Les opérateurs ne sont en fait pas prêts à bouger, pour deux raisons. La première est financière. Reconnaître l’hypothèse d’un risque pour la santé c’est encourir un autre risque, celui d’une baisse des ventes de forfaits. L’autre est juridique. Si les opérateurs admettent qu’ils vendent un produit potentiellement dangereux pour la santé, leur responsabilité pourrait, à l’avenir, être engagée.

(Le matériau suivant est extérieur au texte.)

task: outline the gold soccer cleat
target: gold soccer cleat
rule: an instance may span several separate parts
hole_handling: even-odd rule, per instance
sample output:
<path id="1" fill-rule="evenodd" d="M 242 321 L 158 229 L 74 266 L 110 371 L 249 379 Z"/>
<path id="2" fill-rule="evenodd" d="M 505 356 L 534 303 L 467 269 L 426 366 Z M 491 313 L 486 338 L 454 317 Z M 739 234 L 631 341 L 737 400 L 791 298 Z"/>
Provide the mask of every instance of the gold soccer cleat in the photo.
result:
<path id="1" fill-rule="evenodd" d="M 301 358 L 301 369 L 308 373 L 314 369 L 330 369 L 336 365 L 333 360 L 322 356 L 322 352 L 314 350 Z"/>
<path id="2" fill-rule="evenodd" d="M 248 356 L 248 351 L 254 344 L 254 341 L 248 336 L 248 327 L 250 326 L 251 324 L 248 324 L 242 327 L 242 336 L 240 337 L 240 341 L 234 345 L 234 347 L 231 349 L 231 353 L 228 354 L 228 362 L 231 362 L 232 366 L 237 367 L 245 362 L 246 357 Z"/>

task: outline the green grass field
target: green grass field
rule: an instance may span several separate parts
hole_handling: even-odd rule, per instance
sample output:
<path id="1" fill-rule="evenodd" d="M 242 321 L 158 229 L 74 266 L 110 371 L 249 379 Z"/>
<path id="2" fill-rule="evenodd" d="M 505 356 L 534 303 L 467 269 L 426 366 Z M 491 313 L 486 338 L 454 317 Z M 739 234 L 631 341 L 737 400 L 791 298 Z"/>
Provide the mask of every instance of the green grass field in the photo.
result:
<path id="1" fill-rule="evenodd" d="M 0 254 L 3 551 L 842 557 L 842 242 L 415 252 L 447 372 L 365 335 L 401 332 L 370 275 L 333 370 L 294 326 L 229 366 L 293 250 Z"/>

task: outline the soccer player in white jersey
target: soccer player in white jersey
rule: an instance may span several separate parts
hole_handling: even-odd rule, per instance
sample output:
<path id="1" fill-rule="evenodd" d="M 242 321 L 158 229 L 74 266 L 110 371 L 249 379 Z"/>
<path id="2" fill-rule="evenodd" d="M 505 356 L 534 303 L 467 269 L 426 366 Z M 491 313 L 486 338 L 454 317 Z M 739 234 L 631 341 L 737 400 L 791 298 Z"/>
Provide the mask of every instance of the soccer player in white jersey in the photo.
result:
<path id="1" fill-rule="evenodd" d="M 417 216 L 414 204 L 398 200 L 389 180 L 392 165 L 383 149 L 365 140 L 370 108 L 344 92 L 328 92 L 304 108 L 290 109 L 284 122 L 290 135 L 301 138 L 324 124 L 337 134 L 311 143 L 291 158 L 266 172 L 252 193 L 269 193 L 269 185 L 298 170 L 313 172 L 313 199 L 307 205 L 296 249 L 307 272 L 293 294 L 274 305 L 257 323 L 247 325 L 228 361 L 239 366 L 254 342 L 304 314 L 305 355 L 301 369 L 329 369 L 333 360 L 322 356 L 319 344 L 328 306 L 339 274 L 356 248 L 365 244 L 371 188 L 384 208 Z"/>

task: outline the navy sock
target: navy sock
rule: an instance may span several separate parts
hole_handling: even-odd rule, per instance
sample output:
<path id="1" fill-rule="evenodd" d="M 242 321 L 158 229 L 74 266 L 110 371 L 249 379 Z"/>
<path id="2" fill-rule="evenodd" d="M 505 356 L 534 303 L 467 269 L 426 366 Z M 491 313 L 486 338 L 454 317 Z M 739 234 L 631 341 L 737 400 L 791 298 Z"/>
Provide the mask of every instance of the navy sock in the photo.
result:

Leur logique est donc de minimiser les risques
A chaque fois que les opérateurs parlent de chartes ou autres engagements volontaires, il s’agit pratiquement tout le temps d’un lobbying visant à prendre les devants pour échapper à une loi contraignante. Il est plus facile de réaliser des fascicules conseillant une utilisation responsable du téléphone mobile pour les moins de douze ans que de se plier à une loi qui interdirait toute publicité, marketing ou contrat d’abonnement pour cette clientèle. La logique concurrentielle qui prévaut amènera toujours les opérateurs à tenter d’échapper aux contraintes quelles qu’elles soient.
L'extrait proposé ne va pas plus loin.